Sheriff Myers also expressed hope that an increase in deputies on the road will help save lives as it related to the county’s drug epidemic. Since 2015, drug overdose deaths in Bartholomew County, including Columbus, have gone from a single incident to 12 in 2016. So far in 2017, there have been 13 overdose deaths. Based on these figures, Myers says the department is forecasting 21 OD deaths. Authorities say that the death toll from drugs would be higher if not for officers’ use of Narcan. Last year, the sheriff says that 47 doses of the medication were administered by deputies and Columbus Police Officers, saving 35 lives. This year, authorities are on track to save 104 lives.
When it comes to operations at the county jail, Myers says the situation is much more dire. He explained that this year has seen the jail lose its classification due to overcrowding.The sheriff says that each month of this year has seen an “accelerated growth” in jail population. This includes an 18-percent increase in female inmates since 2016.

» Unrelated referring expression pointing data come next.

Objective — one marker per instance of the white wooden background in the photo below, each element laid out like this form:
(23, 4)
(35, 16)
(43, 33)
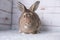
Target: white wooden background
(48, 11)
(5, 14)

Myers is asking for $3,654,476 for the jail in 2018. That’s an increase of $626,219 over this year’s budget. The increases, he says, are largely confined to three areas: an increase in staff, an increase in food, medicine and other supplies for inmates, as well as a three-percent salary increase for staff.
Sheriff Myers cited a recent audit that showed the jail is not in compliance with standards set by the Department of Corrections. He says that the jail should have 16 more staff members that it currently does. This staffing inadequacy has led to fights, injuries to inmates and staff, as well as inmates being forced to sleep on cots. Myers says that jail staff are currently using overtime and some part-time help to deal with the situation. However, he says that sometimes leads to inconsistent results in dealing with inmate behavior, along with employee burn-out. In an effort to alleviate these issues, the sheriff is proposing an increase in staffing by seven full-time positions and an unspecified increase in part-time positions. Even with these improvements he stressed to council members that overtime will still be needed in the coming year.
Councilman Mark Gorbett, a former Sheriff, empathized with Myers and seemed to champion his successor’s efforts. He again chided his fellow council members for not doing enough to shore-up additional revenue for county operations. Myers thanked the council for considering his proposal, but finished with a note of concern. Noting the situation at the jail, he said, “Someone is going to get hurt. We cannot continue going down the path we’re going.
The council will make final budget decisions later this year.